Баллада о парусах

Ольга Старушко
Памяти кораблей,
затопленных в Севастопольской бухте
при первой героической обороне города:
«Три Святителя»,
«Силистрия»,
«Варна»,
«Селафаил»,
«Уриил»,
«Сизополь»,
«Флора»,
«Двенадцать Апостолов»,
«Святослав»,
«Ростислав»,
«Кагул»,
«Мессемврия»,
«Мидия»,
«Императрица Мария»,
«Париж»,
«Великий князь Константин»,
«Храбрый»,
«Ягудиил»,
«Чесма»,
«Кулевчи»,
«Владимир»…


Добычу с побеждённого берёт британский флот:
и ядрами, и порохом, и пушками берёт.
Им эта гавань узкая была как в горле кость,
но парусники русские своим топить пришлось,
снимая с них орудия.
Изрыты берега,
причалы обезлюдели. Малахов пал курган,
и не на что надеяться. И пушки замолчат.
Прострелен флаг Андреевский картечью англичан.

Везут французы колокол туманный в Нотр Дам.
А кровь из раны колотой впитает без следа
земля под бастионами.

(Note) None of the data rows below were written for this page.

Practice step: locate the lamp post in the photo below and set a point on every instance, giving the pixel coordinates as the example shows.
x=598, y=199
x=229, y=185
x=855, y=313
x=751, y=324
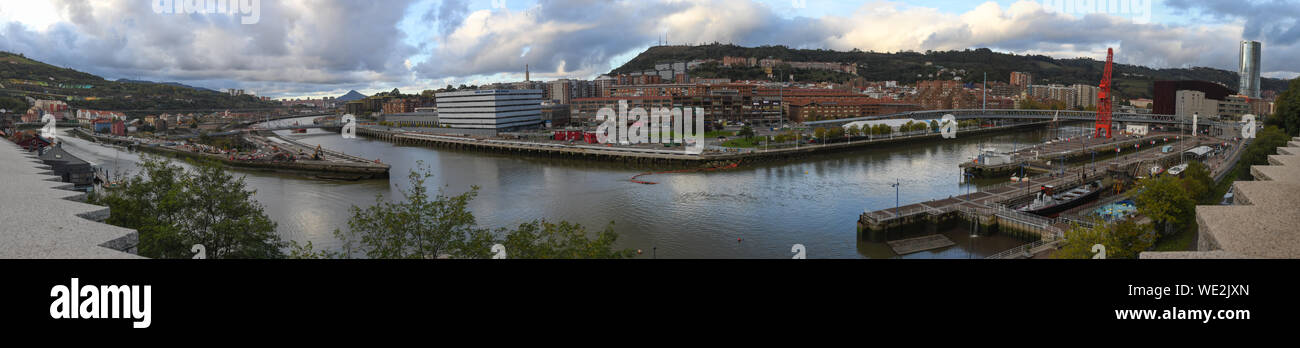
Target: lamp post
x=896, y=198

Мелькают средь колонн
британские знамёна и французский триколор.
Пусть их надменность временна, но горше нет вины.
А в море мачты с реями из-под воды видны.
Последнее движение штурвальным колесом.
Закончены сражения эпохи парусов.

Ещё повсюду всполохи, и боем опалён
матрос над бочкой пороха с зажжённым фитилём,
чтоб в ночь, в дыму пожарища, при свете фонарей
ушли его товарищи по доскам через рейд
и, обернувшись, видели как будто наяву:
икона “Трёх святителей” всё держит на плаву.
Шинель пробита выстрелом. В пыли мундир. Постой:
в строю с артиллеристами поручик Лев Толстой.

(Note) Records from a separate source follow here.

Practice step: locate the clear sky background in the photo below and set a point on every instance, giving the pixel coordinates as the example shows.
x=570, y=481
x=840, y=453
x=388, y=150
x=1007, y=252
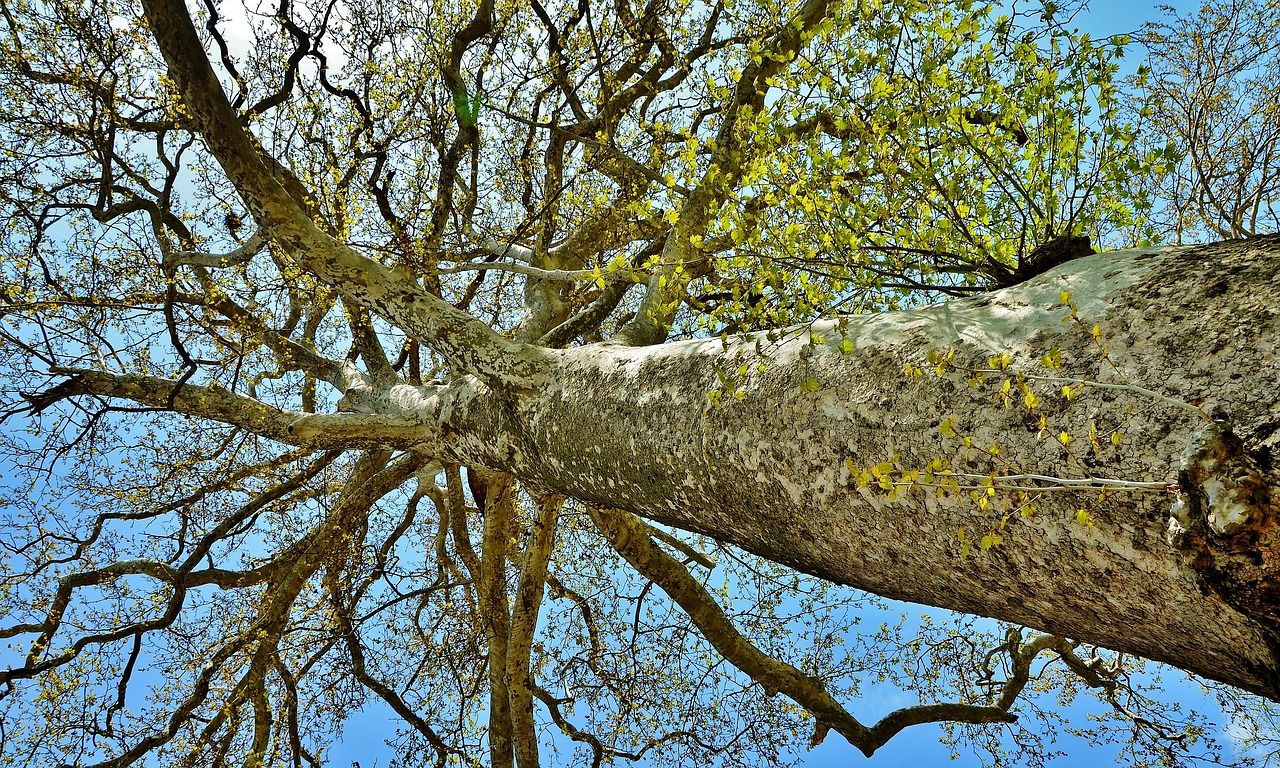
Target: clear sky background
x=918, y=746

А ветер сеет брызгами, свистит над головой.
Проиграна не Крымская — предтеча Мировой.
Не просто флот затоплен, а окончен долгий спор:
не взять Константинополя, не покорить Босфор…
Очнётся бухта Южная, и станет мир другим.
Недавние союзники и давние враги,
запомните — осман или британец и француз —
мы кораблей названия учили наизусть.

И город вновь отстроили у белых берегов,
который русской Троею назвал Виктор Гюго,
где крест над Братским кладбищем, где вновь дозор несёт
и порт незамерзающий, и Черноморский флот —
под паром, а не парусом, и на бортах броня —
но в памяти останутся до нынешнего дня
и тот пропахший порохом отчаянный матрос,
и корабли, которые тут затопить пришлось.

Пусть горн поёт над бухтою, и в праздничные дни
горят в ночи салютные цветастые огни,
и в море отражаются. А стены батарей
сквозь годы и пожарища ещё глядят на рейд,
где монумент затопленным поставлен кораблям,
где сердце Севастополя навек.
А в море глянь  —
парадный строй равняется, когда сейчас и здесь
играет ветер парусом фрегата “Херсонес”.